M. Fernández Olmos, J.M. Baéz, C. Garcés, E. Giner

University of Zaragoza (SPAIN)
The Internal Business Organisation and Management course which forms part of the Business Administration and Management degree is a theoretical subject with a problem-solving element. It should be possible for the conclusions reached in this course to be extrapolated to other theoretical areas. The subject is taught in the second year of the University of Zaragoza's Business Administration and Management degree and is compulsory for all students on this course.

The standard evaluation system is based on continuous assessment comprising two written theoretical/practical examinations during the year. The first examination takes place in the last week of November during the theory classes, and assesses students' understanding of the content of the first half of the programme (topics 1 to 3). Up to 5 points may be awarded. The second examination takes place in January, and assesses students' understanding of the content of the second half of the programme (topics 4 to 6). Up to 5 points may be awarded.

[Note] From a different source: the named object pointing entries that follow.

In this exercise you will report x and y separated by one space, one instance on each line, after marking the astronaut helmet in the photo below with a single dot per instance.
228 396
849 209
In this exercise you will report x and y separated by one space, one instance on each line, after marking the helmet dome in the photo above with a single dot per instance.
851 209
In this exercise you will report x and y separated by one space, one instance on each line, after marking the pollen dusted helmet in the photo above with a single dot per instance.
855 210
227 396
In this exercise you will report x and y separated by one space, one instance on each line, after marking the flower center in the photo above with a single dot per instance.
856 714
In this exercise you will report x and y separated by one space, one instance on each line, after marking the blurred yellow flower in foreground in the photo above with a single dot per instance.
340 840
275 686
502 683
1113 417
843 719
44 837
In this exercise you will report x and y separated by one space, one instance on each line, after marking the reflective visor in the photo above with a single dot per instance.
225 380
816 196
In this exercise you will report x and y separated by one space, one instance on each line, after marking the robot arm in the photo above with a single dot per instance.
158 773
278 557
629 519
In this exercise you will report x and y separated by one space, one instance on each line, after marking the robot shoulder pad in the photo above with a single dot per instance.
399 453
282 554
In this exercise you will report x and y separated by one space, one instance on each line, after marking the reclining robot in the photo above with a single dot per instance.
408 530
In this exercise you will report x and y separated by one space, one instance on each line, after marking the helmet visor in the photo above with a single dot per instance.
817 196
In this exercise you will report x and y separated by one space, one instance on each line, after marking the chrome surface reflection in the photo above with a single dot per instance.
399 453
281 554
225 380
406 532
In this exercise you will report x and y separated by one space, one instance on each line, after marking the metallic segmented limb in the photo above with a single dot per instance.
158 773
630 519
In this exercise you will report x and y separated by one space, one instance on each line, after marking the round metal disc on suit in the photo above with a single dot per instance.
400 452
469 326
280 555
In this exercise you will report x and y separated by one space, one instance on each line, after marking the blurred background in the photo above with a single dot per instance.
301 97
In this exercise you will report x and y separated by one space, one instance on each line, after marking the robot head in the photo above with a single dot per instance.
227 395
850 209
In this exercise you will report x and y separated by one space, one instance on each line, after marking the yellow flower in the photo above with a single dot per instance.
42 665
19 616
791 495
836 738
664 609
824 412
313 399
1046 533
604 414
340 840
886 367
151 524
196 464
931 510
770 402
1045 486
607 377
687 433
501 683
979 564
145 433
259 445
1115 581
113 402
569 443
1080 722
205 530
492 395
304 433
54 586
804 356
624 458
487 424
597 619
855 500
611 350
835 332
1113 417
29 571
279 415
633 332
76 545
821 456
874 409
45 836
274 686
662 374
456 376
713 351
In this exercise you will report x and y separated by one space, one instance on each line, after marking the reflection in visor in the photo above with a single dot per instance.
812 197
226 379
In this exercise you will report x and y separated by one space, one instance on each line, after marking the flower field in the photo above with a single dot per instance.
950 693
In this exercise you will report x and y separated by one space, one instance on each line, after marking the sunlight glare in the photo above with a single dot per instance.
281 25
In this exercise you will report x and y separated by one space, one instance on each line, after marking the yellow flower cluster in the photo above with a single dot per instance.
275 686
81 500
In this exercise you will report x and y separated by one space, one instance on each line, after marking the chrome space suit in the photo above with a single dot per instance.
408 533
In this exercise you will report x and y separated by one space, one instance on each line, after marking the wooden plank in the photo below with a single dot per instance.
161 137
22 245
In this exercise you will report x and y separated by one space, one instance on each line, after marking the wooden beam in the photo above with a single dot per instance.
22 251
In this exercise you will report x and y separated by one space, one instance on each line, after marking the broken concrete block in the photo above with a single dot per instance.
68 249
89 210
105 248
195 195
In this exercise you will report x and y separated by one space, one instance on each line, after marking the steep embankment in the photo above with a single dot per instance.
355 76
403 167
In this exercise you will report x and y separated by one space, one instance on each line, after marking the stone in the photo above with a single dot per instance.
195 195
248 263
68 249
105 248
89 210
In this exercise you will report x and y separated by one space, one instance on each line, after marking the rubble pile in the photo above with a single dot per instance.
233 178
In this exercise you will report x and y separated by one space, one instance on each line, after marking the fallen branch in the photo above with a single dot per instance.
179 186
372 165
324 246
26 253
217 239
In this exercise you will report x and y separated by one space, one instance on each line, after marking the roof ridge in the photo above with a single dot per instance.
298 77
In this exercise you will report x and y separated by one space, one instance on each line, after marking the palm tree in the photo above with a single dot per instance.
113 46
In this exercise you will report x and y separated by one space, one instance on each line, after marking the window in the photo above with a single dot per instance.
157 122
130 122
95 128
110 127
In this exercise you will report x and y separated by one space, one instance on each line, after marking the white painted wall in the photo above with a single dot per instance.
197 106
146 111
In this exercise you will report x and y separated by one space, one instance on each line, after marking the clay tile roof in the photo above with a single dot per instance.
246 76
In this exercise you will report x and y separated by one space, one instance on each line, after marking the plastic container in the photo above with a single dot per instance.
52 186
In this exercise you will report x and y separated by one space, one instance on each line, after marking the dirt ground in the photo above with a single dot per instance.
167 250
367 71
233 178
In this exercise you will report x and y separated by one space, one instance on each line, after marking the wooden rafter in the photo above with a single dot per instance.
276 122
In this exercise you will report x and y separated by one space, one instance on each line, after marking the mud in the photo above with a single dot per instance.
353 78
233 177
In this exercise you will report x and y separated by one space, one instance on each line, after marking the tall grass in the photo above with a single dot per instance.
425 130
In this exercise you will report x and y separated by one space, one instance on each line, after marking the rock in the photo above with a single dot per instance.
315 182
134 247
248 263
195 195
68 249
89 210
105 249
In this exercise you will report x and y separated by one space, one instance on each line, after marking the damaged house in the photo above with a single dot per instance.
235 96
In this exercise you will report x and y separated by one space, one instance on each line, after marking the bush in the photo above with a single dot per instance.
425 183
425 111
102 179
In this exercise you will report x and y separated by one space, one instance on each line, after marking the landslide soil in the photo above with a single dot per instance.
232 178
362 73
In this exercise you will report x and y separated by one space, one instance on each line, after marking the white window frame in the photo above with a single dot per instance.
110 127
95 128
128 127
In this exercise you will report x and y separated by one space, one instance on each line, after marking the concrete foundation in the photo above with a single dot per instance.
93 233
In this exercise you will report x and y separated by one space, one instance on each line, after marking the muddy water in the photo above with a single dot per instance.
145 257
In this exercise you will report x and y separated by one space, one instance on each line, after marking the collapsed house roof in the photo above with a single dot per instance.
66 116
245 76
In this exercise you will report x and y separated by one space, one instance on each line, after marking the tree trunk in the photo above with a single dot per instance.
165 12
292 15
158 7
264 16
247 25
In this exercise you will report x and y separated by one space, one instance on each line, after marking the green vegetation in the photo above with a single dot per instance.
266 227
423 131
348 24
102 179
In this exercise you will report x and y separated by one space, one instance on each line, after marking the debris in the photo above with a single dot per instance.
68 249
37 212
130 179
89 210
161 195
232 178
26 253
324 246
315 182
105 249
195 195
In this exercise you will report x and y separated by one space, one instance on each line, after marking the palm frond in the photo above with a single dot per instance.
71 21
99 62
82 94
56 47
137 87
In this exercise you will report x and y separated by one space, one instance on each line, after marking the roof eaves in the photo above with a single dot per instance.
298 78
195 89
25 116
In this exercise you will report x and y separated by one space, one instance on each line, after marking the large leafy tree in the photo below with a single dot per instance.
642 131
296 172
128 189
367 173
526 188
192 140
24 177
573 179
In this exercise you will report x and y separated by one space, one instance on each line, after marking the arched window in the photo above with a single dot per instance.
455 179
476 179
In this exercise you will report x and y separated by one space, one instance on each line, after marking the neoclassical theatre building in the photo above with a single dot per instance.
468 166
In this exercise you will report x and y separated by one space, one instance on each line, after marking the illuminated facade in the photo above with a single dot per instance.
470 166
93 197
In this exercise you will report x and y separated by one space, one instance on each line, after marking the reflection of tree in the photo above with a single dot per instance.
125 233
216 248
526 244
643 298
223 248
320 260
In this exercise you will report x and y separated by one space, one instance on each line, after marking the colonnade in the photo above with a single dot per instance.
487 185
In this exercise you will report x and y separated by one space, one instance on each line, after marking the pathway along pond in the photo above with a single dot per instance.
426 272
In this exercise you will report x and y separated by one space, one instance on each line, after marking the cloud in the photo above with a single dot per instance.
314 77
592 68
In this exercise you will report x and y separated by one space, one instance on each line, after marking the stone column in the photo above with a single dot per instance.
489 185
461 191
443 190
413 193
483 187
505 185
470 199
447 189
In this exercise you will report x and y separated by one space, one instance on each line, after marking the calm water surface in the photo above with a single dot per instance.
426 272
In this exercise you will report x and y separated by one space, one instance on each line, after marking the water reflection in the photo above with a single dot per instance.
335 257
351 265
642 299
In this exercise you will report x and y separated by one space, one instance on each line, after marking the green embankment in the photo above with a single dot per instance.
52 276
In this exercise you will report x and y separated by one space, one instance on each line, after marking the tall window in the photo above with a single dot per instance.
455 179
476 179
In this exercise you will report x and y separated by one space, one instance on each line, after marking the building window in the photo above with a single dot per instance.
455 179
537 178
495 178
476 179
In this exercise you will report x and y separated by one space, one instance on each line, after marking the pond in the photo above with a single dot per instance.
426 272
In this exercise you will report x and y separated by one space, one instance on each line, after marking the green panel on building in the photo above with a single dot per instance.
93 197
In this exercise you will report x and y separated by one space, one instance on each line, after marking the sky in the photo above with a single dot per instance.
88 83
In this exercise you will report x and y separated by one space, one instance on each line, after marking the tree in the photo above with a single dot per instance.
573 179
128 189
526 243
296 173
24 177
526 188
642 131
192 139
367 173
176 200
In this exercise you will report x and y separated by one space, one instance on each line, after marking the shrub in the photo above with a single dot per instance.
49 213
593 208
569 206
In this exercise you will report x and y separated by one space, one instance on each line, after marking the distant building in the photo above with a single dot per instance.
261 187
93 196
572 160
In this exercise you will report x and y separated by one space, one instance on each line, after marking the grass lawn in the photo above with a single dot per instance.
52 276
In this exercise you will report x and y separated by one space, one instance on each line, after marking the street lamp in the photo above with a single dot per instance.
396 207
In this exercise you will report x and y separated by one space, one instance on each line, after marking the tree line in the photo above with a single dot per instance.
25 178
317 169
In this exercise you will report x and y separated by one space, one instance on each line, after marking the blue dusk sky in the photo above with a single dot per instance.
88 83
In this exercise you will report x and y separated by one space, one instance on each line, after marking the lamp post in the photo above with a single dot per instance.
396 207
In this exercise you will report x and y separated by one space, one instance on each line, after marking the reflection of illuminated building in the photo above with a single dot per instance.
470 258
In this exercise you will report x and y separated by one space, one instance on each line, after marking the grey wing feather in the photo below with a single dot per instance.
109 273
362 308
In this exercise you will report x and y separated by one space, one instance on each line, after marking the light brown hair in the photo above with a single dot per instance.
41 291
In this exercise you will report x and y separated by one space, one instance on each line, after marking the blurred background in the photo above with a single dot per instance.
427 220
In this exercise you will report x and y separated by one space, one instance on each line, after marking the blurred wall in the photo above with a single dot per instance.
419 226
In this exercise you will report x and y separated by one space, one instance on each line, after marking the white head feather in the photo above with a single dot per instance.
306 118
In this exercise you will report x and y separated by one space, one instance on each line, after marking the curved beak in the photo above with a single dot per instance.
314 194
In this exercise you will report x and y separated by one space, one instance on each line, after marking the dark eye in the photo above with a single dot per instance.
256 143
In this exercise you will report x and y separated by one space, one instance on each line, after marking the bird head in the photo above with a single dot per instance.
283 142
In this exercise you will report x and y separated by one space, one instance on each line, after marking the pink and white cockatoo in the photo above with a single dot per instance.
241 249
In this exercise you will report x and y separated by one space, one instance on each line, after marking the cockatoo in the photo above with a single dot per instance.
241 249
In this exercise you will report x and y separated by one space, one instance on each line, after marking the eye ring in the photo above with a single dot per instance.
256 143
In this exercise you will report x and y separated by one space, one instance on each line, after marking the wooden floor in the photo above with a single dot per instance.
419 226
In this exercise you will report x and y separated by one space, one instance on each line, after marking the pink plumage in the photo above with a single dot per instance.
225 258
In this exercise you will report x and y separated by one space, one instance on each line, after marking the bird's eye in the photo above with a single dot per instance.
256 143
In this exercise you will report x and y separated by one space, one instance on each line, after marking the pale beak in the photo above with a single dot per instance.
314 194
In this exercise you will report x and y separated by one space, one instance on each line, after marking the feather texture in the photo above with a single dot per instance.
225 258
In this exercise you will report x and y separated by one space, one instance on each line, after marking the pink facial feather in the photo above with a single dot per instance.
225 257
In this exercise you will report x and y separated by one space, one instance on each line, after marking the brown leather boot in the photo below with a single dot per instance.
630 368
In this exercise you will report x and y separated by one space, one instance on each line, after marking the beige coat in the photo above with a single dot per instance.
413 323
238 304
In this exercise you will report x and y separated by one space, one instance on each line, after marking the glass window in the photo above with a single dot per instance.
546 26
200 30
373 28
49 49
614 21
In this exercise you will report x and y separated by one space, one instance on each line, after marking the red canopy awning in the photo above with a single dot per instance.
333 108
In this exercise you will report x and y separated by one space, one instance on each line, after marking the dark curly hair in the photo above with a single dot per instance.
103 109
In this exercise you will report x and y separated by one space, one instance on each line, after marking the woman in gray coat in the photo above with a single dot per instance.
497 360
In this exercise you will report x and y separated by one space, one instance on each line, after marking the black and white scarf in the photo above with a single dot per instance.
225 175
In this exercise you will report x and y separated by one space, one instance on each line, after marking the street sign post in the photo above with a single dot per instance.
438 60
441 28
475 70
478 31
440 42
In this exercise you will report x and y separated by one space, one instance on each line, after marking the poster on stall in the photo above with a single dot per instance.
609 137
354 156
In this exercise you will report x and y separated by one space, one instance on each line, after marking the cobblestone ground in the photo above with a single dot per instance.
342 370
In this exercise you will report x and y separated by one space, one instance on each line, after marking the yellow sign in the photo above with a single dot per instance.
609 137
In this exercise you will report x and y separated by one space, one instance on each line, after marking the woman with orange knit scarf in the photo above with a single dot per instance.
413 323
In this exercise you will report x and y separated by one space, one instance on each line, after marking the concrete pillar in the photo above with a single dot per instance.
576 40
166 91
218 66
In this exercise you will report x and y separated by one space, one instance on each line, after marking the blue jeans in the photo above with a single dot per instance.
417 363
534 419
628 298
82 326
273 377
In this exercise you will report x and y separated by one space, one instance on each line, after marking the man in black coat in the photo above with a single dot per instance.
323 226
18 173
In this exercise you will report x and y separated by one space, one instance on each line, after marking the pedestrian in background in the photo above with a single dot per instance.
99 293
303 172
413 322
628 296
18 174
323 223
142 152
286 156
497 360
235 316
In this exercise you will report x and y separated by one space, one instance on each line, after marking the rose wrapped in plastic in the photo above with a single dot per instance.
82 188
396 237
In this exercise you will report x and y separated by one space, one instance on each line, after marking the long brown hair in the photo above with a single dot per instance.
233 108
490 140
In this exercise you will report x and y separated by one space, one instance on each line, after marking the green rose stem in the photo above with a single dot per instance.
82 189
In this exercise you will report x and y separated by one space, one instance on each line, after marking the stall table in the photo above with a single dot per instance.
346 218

Students who opt out of continuous assessment, who fail these examinations, or who wish to improve their grades, have the option to sit a final overall test, with the best grade obtained prevailing. The overall test comprises a theoretical/practical examination to be taken in a previously established location and on a date within an agreed time limit. This exam comprises two sections corresponding to the first and second halves of the programme, with a maximum of 5 points awarded for each section. All students may sit this final exam and answer one or both parts, as they prefer.

The aim of this project is to quantify the effectiveness of peer reviews of a statistically significant sample of the final overall exam for this subject. The effect of a third review will also be assessed, to determine if peer correction can be validated. Peer review has been regarded for decades as one of the most appropriate methods for assessing publications by scientists and their performance in general as members of a scientific community.
A random sample of fifteen examination papers will be taken from the continuous assessment and final test stages, and these will be evaluated by three teachers who are experts in the subject. A linear least squares regression analysis will be applied first to correlate the marks given by the first teacher with those given by the second. The marks will also be regression adjusted for the average values, and the residual values of the marks awarded by each teacher compared to the average will be analysed.

The aforementioned statistical analysis will make it possible to determine whether the peer review system results in significant changes to students' grades and whether it adequately guarantees their objectivity. The validity of the peer review system will be assessed by comparing the variances between the marks awarded by the three possible pairs of teachers, using the average mark awarded by the three as the reference mark (triple review).

The results will indicate whether the use of peer review improves the quality of the assessment.